5. Making the diagnosis (identifying problems, i.e., discrepancies between goals and performance, prioritizing problems etc.)
6. Preparing the action plan (identifying feasible action alternatives, selecting a course of action, implementation planning, and plan for monitoring implementation).

Case Discussions in the Classroom:

A classroom case discussion is usually guided by the instructor. Students are expected to participate in the discussion and present their views. In some cases, the instructor may adopt a particular view, and challenge the students to respond. During the discussion, while a student presents his point of view, others may question or challenge him. Case instructors usually encourage innovative ways of looking at and analyzing problems, and arriving at possible alternatives.

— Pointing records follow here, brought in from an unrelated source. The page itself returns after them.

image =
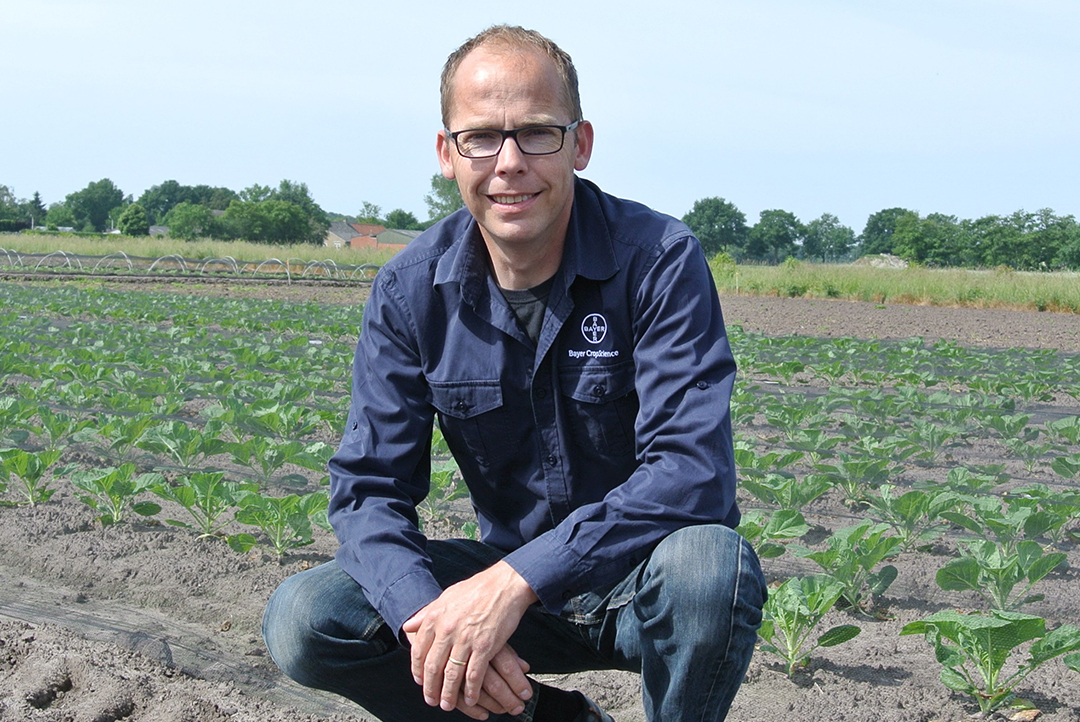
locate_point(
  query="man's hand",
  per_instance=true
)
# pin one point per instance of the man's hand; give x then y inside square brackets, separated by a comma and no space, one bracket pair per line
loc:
[470,623]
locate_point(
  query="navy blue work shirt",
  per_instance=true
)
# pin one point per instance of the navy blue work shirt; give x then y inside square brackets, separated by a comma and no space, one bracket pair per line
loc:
[582,451]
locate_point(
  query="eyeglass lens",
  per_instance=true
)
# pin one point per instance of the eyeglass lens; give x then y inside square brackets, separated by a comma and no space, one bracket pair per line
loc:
[535,140]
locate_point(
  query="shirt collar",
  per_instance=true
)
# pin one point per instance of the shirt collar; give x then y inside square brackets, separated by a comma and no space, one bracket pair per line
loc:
[589,250]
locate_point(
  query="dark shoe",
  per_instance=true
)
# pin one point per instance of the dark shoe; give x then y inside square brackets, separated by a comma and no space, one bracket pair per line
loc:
[592,712]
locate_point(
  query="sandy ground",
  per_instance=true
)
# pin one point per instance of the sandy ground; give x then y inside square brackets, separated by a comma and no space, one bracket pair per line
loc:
[143,622]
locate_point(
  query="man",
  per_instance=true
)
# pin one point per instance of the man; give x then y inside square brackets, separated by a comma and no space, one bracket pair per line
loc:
[572,349]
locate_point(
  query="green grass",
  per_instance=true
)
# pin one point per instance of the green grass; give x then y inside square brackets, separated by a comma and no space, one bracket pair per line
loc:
[999,288]
[156,247]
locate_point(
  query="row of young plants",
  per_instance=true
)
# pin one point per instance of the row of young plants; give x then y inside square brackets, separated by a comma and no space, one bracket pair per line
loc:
[210,405]
[883,457]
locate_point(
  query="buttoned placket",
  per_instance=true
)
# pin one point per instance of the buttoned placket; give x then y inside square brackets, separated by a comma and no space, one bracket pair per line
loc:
[544,397]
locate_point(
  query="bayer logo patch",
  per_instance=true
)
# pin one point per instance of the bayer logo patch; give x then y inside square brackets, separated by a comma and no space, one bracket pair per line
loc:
[594,327]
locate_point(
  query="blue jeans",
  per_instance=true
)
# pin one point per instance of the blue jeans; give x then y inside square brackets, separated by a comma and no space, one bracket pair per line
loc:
[686,620]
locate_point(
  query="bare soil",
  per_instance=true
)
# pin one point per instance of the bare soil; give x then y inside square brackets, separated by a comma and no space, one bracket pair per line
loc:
[144,622]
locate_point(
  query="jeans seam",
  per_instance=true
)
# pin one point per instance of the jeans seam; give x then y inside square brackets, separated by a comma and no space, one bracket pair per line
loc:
[731,623]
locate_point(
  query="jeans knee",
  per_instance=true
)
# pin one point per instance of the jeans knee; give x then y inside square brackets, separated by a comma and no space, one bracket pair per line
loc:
[319,622]
[709,572]
[287,630]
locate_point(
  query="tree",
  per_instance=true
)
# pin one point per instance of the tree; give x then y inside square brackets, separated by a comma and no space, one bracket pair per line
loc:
[190,221]
[289,191]
[826,239]
[402,220]
[93,203]
[134,221]
[369,214]
[159,200]
[266,221]
[59,216]
[444,199]
[774,236]
[255,193]
[718,225]
[936,240]
[36,209]
[877,234]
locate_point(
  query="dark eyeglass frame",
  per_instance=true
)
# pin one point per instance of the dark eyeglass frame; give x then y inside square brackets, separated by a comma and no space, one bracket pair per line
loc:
[512,134]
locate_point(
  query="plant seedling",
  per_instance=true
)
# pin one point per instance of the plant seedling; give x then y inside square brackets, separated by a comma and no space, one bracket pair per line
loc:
[853,552]
[981,645]
[205,495]
[761,530]
[786,491]
[994,570]
[792,613]
[285,520]
[29,468]
[854,476]
[112,491]
[915,516]
[184,444]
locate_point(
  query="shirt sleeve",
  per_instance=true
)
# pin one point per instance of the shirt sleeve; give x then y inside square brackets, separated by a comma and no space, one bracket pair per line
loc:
[684,376]
[381,470]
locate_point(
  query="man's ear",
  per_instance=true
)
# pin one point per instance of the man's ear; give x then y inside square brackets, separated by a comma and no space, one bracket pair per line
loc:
[443,144]
[583,146]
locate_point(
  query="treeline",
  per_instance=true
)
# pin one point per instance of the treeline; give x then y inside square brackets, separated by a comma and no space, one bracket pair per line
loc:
[260,214]
[1023,241]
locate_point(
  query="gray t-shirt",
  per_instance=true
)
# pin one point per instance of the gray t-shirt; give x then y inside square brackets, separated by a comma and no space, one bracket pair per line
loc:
[528,305]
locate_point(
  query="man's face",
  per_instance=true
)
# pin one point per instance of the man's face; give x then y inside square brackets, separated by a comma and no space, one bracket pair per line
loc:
[520,201]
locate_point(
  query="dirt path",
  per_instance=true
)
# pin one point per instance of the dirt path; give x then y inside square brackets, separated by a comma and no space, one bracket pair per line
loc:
[145,623]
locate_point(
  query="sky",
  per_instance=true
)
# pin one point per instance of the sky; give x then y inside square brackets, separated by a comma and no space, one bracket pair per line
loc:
[962,107]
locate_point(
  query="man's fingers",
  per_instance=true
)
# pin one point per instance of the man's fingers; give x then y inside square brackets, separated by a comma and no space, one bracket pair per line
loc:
[511,668]
[457,667]
[485,706]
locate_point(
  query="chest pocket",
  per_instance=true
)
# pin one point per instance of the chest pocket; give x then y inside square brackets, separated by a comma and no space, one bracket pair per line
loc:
[474,419]
[601,407]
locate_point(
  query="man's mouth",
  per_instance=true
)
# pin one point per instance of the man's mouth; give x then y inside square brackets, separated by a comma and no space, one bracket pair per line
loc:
[510,200]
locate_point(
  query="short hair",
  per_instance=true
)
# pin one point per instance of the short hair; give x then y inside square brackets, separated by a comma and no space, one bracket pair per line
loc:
[512,38]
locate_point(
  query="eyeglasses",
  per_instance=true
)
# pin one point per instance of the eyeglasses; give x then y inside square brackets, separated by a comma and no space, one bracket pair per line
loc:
[531,139]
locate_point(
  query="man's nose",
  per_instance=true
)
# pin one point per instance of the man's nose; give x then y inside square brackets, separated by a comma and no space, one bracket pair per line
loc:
[511,159]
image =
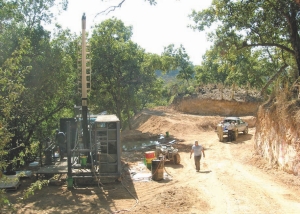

The interaction among students, and between the students and the instructor, must take place in a constructive and positive manner. Such interactions help to improve the analytical, communication, and interpersonal skills of the students.

Students must be careful that the contributions they make to the discussion are relevant, and based on a sound analysis of the information presented in the case. Students can also refer to the notes they have prepared during the course of their preparation for the case discussion.

The instructor may ask questions to the class at random about the case study itself or about the views put forward by an individual student. If a student has some new insights about the issues at hand, she is usually encouraged to share them with the class.

Students must respond when the instructor asks some pertinent questions. The importance of preparing beforehand cannot be emphasized enough a student will be able to participate meaningfully in the case discussion only if he is knowledgeable about the facts of the case, and has done a systematic case analysis. A case discussion may end with the instructor (or a student) summarizing the key learning points (or 'takeaways') of the session.

Student performance in case discussions is usually evaluated, and is a significant factor in assessing overall performance in the course. The extent of participation is never the sole criterion in the evaluation the quality of the participation is an equally (or more) important criterion.


1.'Using Cases in Higher Education: A Guide for Faculty and Administrators' by James P. Honan, Cheryl Sternman Rule Contributor James P. Honan ,Published by Wiley_Default, 2002.

2. 'Research Methods in Education' by Louis Cohen, Lawrence Manion, Keith Morrison Contributor Keith Morrison Published by Routledge, 2000.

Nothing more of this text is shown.